Memórias da milícia

Se a longa história da palavra tivesse a duração de uma partida de futebol, só aos 43 minutos do segundo tempo "milícia" ganharia o sentido que inunda o noticiário policial e se infiltra no político.

Ao desembarcar no português do século 14, tinha a acepção que herdara do latim "militia": campanha de guerra, serviço militar. Logo surgiria uma distinção entre miliciano e militar, uma rusga no seio da família do patriarca latino "miles" (soldado).

A distinção era semântica e de classe. Formada por cidadãos informalmente armados, não por profissionais, às vezes nem dinheiro para comprar garruchas a milícia tinha. Ficava bem abaixo dos militares na pirâmide social.

Consta que o sentido de força auxiliar de segurança surgiu no século 17 no francês "milice": "tropa de cidadãos recrutados nas comunidades para reforçar o exército regular". Recrutados por quem?

Pelo Estado, claro. As milícias tiveram na Revolução Francesa e nas guerras de independência do Novo Mundo um viés libertário, mas o Estado sempre deu um jeito de se apropriar de seu ardor.

Preservada em formol, aquela rebeldia original sustenta o direito às armas consagrado na Segunda Emenda à Constituição americana --relíquia do tempo do mosquetão na era do AR-15.

Findos os tumultos de outrora, a história tendeu ao estabelecimento de Estados nacionais garantidores de ordem interna. É verdade que às vezes se dá o oposto, mas desde então, na maioria das ocasiões, o cidadão ocidental médio tem feito escolhas políticas que acredita capazes de lhe garantir paz para tocar a vida sem precisar matar uma mosca.

Assim, domesticadas no século 19 como guardas nacionais e forças auxiliares, as milícias tiveram em diversos países uma carreira oficial, ainda que subalterna. No caso brasileiro, o papel de polícia constava entre suas funções --na manutenção da "ordem pública" e na captura de escravos fugidos, por exemplo.

Quando, em 1918, o sociólogo Max Weber definiu o Estado como o detentor do monopólio da violência, as milícias já vinham sendo descartadas como elementos de política de segurança em todo o mundo.

Transmutaram-se em burocráticas forças policiais, do lado civil, ou foram extintas, do lado militar.
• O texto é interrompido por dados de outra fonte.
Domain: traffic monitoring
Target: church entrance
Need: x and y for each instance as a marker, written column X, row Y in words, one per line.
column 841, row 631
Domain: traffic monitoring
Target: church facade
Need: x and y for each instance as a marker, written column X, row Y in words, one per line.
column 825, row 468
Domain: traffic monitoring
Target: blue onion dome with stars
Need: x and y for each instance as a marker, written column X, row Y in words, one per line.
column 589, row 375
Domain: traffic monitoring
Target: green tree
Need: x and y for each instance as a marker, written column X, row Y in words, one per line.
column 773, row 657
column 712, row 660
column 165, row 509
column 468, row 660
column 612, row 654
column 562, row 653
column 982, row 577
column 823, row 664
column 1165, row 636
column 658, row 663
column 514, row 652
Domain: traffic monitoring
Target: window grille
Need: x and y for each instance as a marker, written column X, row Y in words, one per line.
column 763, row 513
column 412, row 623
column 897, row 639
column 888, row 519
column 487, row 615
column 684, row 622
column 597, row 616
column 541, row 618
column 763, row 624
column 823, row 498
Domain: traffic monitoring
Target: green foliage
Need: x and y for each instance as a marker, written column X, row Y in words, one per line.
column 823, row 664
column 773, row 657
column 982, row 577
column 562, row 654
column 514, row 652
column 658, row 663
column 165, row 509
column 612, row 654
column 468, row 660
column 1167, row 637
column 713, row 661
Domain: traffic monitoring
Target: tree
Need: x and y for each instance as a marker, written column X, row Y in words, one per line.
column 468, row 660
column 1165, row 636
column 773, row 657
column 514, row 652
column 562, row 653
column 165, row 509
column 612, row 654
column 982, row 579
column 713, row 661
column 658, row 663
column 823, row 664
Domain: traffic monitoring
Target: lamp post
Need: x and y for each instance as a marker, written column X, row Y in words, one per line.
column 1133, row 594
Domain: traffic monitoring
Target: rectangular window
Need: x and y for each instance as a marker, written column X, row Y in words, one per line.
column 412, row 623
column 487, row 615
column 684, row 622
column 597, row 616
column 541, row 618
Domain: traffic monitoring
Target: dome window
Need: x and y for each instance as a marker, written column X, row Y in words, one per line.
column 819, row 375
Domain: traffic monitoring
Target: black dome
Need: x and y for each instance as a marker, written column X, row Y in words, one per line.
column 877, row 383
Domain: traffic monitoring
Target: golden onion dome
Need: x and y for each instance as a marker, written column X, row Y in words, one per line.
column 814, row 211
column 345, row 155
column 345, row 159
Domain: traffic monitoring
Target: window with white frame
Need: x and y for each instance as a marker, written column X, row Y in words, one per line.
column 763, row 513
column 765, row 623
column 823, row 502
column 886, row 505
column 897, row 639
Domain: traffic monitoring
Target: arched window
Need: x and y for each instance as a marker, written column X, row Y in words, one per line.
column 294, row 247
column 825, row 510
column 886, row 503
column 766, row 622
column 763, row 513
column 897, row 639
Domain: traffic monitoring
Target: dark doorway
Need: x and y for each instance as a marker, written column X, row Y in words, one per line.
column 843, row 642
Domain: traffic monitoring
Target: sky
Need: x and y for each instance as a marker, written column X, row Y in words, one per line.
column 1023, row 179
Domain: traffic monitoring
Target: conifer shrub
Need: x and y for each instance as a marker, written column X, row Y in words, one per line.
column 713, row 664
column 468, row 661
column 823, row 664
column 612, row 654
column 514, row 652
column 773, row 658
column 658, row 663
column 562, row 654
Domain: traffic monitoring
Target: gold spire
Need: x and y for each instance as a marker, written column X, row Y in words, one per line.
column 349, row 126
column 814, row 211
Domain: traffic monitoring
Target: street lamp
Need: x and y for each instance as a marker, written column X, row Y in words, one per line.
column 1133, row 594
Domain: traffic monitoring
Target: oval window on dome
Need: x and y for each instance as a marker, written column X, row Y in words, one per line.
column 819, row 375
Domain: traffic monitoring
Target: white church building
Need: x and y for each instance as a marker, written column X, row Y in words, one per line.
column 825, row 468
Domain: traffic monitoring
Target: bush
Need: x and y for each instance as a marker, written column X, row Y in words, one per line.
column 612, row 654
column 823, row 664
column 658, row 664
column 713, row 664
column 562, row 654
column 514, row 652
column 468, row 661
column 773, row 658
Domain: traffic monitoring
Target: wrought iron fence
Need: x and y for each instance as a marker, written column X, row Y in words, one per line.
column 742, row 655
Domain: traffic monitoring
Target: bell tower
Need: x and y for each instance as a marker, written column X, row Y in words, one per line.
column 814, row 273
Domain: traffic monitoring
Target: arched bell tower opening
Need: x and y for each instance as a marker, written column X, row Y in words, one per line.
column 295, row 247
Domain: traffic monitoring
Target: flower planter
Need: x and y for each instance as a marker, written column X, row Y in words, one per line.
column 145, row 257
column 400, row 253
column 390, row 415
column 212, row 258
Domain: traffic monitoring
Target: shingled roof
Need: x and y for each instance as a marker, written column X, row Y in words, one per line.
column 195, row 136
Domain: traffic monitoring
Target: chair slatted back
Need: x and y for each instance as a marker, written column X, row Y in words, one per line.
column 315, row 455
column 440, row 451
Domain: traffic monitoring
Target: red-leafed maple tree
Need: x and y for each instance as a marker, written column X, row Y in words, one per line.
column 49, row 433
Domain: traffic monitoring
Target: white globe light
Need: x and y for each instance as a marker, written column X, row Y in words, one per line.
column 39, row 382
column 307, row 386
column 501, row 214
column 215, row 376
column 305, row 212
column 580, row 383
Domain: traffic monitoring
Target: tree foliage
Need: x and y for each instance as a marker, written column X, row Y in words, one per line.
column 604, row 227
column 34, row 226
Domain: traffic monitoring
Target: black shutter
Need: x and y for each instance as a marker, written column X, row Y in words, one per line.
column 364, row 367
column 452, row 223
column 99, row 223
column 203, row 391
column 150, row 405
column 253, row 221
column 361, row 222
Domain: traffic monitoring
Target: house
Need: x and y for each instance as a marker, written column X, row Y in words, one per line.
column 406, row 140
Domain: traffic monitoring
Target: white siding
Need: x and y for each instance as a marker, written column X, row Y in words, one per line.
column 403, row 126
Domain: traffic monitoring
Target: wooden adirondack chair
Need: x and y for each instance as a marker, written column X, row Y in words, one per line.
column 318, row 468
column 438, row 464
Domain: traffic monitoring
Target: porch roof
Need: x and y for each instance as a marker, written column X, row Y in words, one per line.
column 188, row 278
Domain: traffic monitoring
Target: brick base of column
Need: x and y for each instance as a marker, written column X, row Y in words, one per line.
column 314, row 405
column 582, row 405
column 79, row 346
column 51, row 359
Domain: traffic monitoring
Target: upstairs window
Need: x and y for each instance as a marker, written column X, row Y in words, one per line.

Se a Segunda Emenda preserva o espírito miliciano setecentista, seu colega brasileiro do século 19 mora no título do clássico "Memórias de um Sargento de Milícias" (1854), de Manuel Antônio de Almeida.

Órfã do Estado, a milícia voltou no século 20 a velhas zonas de voluntarismo e ilegalidade. Às vezes em sentido figurado, passou a designar grupos de militantes de causas variadas.

Essa é a história geral. A milícia brasileira do século 21 é diferente, específica. Diz o dicionário "Houaiss": "grupo armado de pessoas, geralmente com formação militar, paramilitar ou policial, que atua à margem da lei em algumas comunidades carentes, pretensamente para combater o crime".

O dicionário informa ainda que a acepção surgiu em torno de 2007 (há registro dela dois anos antes em reportagem de "O Globo") e que se trata de um uso carioca (hoje nacionalizado).

Como a diferença faz fronteira com a semelhança, as milícias de hoje ecoam as de antigamente na função de polícia, na opressão aos descendentes daqueles mesmos escravos e no apoio discreto --ou nem tanto-- recebido de um Estado degradado que acha boa ideia abrir franquias daquilo que, como ensinou Weber, é sua própria razão de ser.